The agreement's labor and environmental clauses -- which maintain a careful balancing act masterminded by U.S. Rep. Charles Rangel, D-N.Y., and Sander Levin, D-Mich. -- meet the long-held demands of many trade skeptics, even while preserving traditional goals of growth through open markets and better relations with foreign partners.

The U.S.-Peruvian agreement should serve as the foundation for Democratic consensus on the challenge of globalization. Overseas competition often provokes contradictory fears and hopes: anxiety over competition from Asia, belief that poverty, economic stagnation and marginalization elsewhere are both moral and national-security problems we need to help solve, and unease over the erosion of America's good image abroad.

A progressive trade policy must deal with these concerns. That is a complex task -- but the basic principles that ought to guide us are relatively simple.

  • We need to begin America's response to economic challenges abroad here at home.

    New powers are rising fast across the Pacific. China has used high-quality industrial investment from Hong Kong, Taiwan, Japan, Korea and Singapore to become a manufacturing giant. India has combined its technical skills and open society with low-cost telecom channels to become a technology and services power.

    The growing strength of Asian economies can't be reversed. And while those challenges require that we ensure a fair playing field, our response to the two giants must begin by recognizing their accomplishments and committing ourselves to match them.

    We need a national competitiveness agenda to ensure continued U.S. leadership in the most sophisticated industries, from improved science and technology education to accelerated broadband deployment. We need more open high-skill immigration and strengthened investment in scientific and research. And we need a safety net that fits a modern economy, with government compensating for the erosion of the business-led social contract, guaranteeing health insurance for all dislocated workers, ensuring portable pensions and developing experiments in insurance for mortgage payment and college tuition.

  • We need to remember the poor and the marginalized.

    The ''global'' economy of today is not really global. It is a belt of growth and wealth extending from the Americas through Europe and East Asia to Australia. Most of sub-Saharan Africa remains outside looking in, as are the least developed nations of Asia and the Pacific. So are the large Muslim states of the Middle East and South Asia, whose share of world trade and investment fell by nearly 75 percent between 1980 and 2000, even as their populations nearly doubled.
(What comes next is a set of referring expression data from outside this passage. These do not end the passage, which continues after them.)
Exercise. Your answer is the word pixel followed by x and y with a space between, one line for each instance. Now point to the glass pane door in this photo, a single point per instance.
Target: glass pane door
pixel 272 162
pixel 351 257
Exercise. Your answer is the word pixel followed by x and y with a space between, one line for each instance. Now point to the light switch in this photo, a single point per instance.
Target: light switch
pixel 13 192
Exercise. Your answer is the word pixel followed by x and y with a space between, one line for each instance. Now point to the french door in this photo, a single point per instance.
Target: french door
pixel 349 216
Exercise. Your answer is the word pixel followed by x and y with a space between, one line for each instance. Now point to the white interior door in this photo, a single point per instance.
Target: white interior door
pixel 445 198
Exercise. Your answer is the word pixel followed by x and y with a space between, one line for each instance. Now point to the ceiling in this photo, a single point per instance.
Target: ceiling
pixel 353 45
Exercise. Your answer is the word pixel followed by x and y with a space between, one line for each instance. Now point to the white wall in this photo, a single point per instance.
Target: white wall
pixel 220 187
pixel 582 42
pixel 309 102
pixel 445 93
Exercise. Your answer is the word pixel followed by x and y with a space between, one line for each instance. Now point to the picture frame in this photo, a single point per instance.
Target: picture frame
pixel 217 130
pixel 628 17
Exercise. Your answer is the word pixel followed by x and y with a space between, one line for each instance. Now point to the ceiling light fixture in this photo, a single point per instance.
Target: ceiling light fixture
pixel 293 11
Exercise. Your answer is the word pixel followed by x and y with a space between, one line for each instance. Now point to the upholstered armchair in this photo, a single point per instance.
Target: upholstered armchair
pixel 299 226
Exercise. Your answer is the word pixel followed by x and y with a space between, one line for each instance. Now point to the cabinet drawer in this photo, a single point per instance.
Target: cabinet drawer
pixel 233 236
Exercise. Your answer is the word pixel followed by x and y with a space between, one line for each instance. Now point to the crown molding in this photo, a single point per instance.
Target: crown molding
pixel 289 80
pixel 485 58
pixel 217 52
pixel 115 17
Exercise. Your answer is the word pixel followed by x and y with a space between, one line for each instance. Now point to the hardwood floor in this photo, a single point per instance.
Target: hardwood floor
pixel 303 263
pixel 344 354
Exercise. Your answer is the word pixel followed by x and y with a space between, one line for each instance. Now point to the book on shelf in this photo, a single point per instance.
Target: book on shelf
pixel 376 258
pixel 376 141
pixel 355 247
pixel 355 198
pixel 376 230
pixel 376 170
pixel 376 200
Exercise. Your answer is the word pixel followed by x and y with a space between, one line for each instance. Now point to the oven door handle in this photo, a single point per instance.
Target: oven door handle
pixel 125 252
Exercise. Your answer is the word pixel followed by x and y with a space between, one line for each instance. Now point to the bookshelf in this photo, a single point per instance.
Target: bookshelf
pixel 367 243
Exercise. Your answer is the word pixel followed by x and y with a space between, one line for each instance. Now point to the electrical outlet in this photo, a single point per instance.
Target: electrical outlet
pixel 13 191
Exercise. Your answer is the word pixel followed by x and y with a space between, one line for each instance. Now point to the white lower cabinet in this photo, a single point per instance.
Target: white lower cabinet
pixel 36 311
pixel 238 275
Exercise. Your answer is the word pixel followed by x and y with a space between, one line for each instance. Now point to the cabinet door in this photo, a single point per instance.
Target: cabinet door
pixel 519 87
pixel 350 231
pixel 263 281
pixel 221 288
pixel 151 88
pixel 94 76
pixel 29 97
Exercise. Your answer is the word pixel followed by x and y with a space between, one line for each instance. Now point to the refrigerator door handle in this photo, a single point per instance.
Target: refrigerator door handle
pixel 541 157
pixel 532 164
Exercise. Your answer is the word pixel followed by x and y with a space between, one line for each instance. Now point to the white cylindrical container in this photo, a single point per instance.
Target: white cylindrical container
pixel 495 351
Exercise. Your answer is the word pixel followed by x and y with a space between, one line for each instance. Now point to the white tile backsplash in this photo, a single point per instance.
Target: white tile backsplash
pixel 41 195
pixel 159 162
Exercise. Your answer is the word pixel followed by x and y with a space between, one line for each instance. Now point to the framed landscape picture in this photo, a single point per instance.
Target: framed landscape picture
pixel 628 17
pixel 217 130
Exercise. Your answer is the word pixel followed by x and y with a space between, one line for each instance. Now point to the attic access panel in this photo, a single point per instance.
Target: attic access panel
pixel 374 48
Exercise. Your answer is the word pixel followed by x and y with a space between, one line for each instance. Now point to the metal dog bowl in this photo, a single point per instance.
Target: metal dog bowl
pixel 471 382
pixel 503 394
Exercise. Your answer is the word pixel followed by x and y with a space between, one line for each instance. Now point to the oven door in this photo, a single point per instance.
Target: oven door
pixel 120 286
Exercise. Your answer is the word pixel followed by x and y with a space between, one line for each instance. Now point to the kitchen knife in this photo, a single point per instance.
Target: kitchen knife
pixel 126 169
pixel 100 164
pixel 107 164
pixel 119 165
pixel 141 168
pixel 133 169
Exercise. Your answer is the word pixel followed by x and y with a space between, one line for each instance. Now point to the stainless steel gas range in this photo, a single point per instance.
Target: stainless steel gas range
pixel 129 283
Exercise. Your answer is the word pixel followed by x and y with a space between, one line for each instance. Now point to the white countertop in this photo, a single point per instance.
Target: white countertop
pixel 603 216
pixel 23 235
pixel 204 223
    U.S. trade policy needs to help these regions on the outside, through reform of the U.S. textile tariffs, European and Japanese farm quotas, and Indian and Chinese import limits which tilt world trade policies against the outsiders. The United States must join other rich countries in this effort, through WTO agreements and tariff-preference programs that give the poor new market-access opportunities and capacity-building programs, as well as incentives for improving labor and environmental standards.

  • We need to embrace exports with enlightened self-interest.

    With a still-gaping trade gap, we need to export more. We can only do so by opening big new markets to American businesses -- but almost all of the Bush administration's recent efforts have been spent negotiating trade agreements with smaller countries.

    Well designed, these can be good on the merits. But they are no substitute for engagement with the five big partners that account for two-thirds of American trade -- the EU, Canada, Mexico, Japan and China -- and fast-growing giants like India and Brazil. Only by enforcing agreements and opening markets in these countries can the next administration help restore the export and investment growth of the 1990s.

    The blueprint for this progressive response to globalization comes next year. This year, though, the first step is in the hands of Congress -- with validation of the superb work by Rangel and Levin through passage of the trade agreement with Peru.

    Rep. Gregory Meeks, D-N.Y., chairs the Democratic Leadership Council's Global Economy Project. Ed Gresser is trade/global markets director at the Progressive Policy Institute in Washington.